[tip/core/rcu,55/55] powerpc: Work around tracing from dyntick-idle mode

Message ID 1315332049-2604-55-git-send-email-paulmck@linux.vnet.ibm.com
State New
Headers show

Commit Message

Paul E. McKenney Sept. 6, 2011, 6 p.m.
PowerPC LPAR's __trace_hcall_exit() can invoke event tracing at a
point where RCU has been told that the CPU is in dyntick-idle mode.
Because event tracing uses RCU, this can result in failures.

A correct fix would arrange for RCU to be told about dyntick-idle
mode after tracing had completed, however, this will require some care
because it appears that __trace_hcall_exit() can also be called from
non-dyntick-idle mode.

Signed-off-by: Paul E. McKenney <paulmck@linux.vnet.ibm.com>
Cc: anton@samba.org
Cc: benh@kernel.crashing.org
Cc: paulus@samba.org
---
 arch/powerpc/platforms/pseries/lpar.c |    6 ++++++
 1 files changed, 6 insertions(+), 0 deletions(-)

Comments

Benjamin Herrenschmidt Sept. 7, 2011, 10 a.m. | #1
On Tue, 2011-09-06 at 11:00 -0700, Paul E. McKenney wrote:
> PowerPC LPAR's __trace_hcall_exit() can invoke event tracing at a
> point where RCU has been told that the CPU is in dyntick-idle mode.
> Because event tracing uses RCU, this can result in failures.
> 
> A correct fix would arrange for RCU to be told about dyntick-idle
> mode after tracing had completed, however, this will require some care
> because it appears that __trace_hcall_exit() can also be called from
> non-dyntick-idle mode.

This obviously needs to be fixed properly. hcall tracing is very useful
and if I understand your patch properly, it just comments it out :-)

I'm not sure what the best approach is, maybe have the hcall tracing
test for the dyntick-idle mode and skip tracing in that case ?

Cheers,
Ben.

> Signed-off-by: Paul E. McKenney <paulmck@linux.vnet.ibm.com>
> Cc: anton@samba.org
> Cc: benh@kernel.crashing.org
> Cc: paulus@samba.org
> ---
>  arch/powerpc/platforms/pseries/lpar.c |    6 ++++++
>  1 files changed, 6 insertions(+), 0 deletions(-)
> 
> diff --git a/arch/powerpc/platforms/pseries/lpar.c b/arch/powerpc/platforms/pseries/lpar.c
> index 39e6e0a..668f300 100644
> --- a/arch/powerpc/platforms/pseries/lpar.c
> +++ b/arch/powerpc/platforms/pseries/lpar.c
> @@ -715,12 +715,14 @@ EXPORT_SYMBOL(arch_free_page);
>  /* NB: reg/unreg are called while guarded with the tracepoints_mutex */
>  extern long hcall_tracepoint_refcount;
>  
> +#if 0 /* work around buggy use of RCU from dyntick-idle mode */
>  /* 
>   * Since the tracing code might execute hcalls we need to guard against
>   * recursion.

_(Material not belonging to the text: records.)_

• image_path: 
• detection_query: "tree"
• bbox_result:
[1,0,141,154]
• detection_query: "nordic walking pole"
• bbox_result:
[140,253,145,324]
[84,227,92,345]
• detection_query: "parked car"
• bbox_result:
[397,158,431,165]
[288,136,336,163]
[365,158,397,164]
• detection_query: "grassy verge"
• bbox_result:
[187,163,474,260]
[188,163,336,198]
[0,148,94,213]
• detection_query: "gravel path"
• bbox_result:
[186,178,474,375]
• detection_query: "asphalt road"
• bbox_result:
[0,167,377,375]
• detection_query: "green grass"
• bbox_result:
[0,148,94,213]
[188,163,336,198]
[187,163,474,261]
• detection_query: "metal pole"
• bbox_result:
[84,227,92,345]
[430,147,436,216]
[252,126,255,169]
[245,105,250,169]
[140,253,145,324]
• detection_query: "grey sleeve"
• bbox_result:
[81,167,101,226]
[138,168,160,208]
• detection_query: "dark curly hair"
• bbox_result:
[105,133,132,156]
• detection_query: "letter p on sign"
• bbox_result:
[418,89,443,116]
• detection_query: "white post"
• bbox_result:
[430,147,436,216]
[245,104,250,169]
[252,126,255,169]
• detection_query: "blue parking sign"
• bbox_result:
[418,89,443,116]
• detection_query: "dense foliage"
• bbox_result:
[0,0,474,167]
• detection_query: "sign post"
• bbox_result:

One example of this are spinlocks calling H_YIELD on
>   * shared processor partitions.
>   */
>  static DEFINE_PER_CPU(unsigned int, hcall_trace_depth);
> +#endif /* #if 0 work around buggy use of RCU from dyntick-idle mode */
>  
>  void hcall_tracepoint_regfunc(void)
>  {
> @@ -734,6 +736,7 @@ void hcall_tracepoint_unregfunc(void)
>  
>  void __trace_hcall_entry(unsigned long opcode, unsigned long *args)
>  {
> +#if 0 /* work around buggy use of RCU from dyntick-idle mode */
>  	unsigned long flags;
>  	unsigned int *depth;
>  
> @@ -750,11 +753,13 @@ void __trace_hcall_entry(unsigned long opcode, unsigned long *args)
>  
>  out:
>  	local_irq_restore(flags);
> +#endif /* #if 0 work around buggy use of RCU from dyntick-idle mode */
>  }
>  
>  void __trace_hcall_exit(long opcode, unsigned long retval,
>  			unsigned long *retbuf)
>  {
> +#if 0 /* work around buggy use of RCU from dyntick-idle mode */
>  	unsigned long flags;
>  	unsigned int *depth;
>  
> @@ -771,6 +776,7 @@ void __trace_hcall_exit(long opcode, unsigned long retval,
>  
>  out:
>  	local_irq_restore(flags);
> +#endif /* #if 0 work around buggy use of RCU from dyntick-idle mode */
>  }
>  #endif
>
Paul E. McKenney Sept. 7, 2011, 1:44 p.m. | #2
On Wed, Sep 07, 2011 at 07:00:22AM -0300, Benjamin Herrenschmidt wrote:
> On Tue, 2011-09-06 at 11:00 -0700, Paul E. McKenney wrote:
> > PowerPC LPAR's __trace_hcall_exit() can invoke event tracing at a
> > point where RCU has been told that the CPU is in dyntick-idle mode.
> > Because event tracing uses RCU, this can result in failures.
> > 
> > A correct fix would arrange for RCU to be told about dyntick-idle
> > mode after tracing had completed, however, this will require some care
> > because it appears that __trace_hcall_exit() can also be called from
> > non-dyntick-idle mode.
> 
> This obviously needs to be fixed properly. hcall tracing is very useful
> and if I understand your patch properly, it just comments it out :-)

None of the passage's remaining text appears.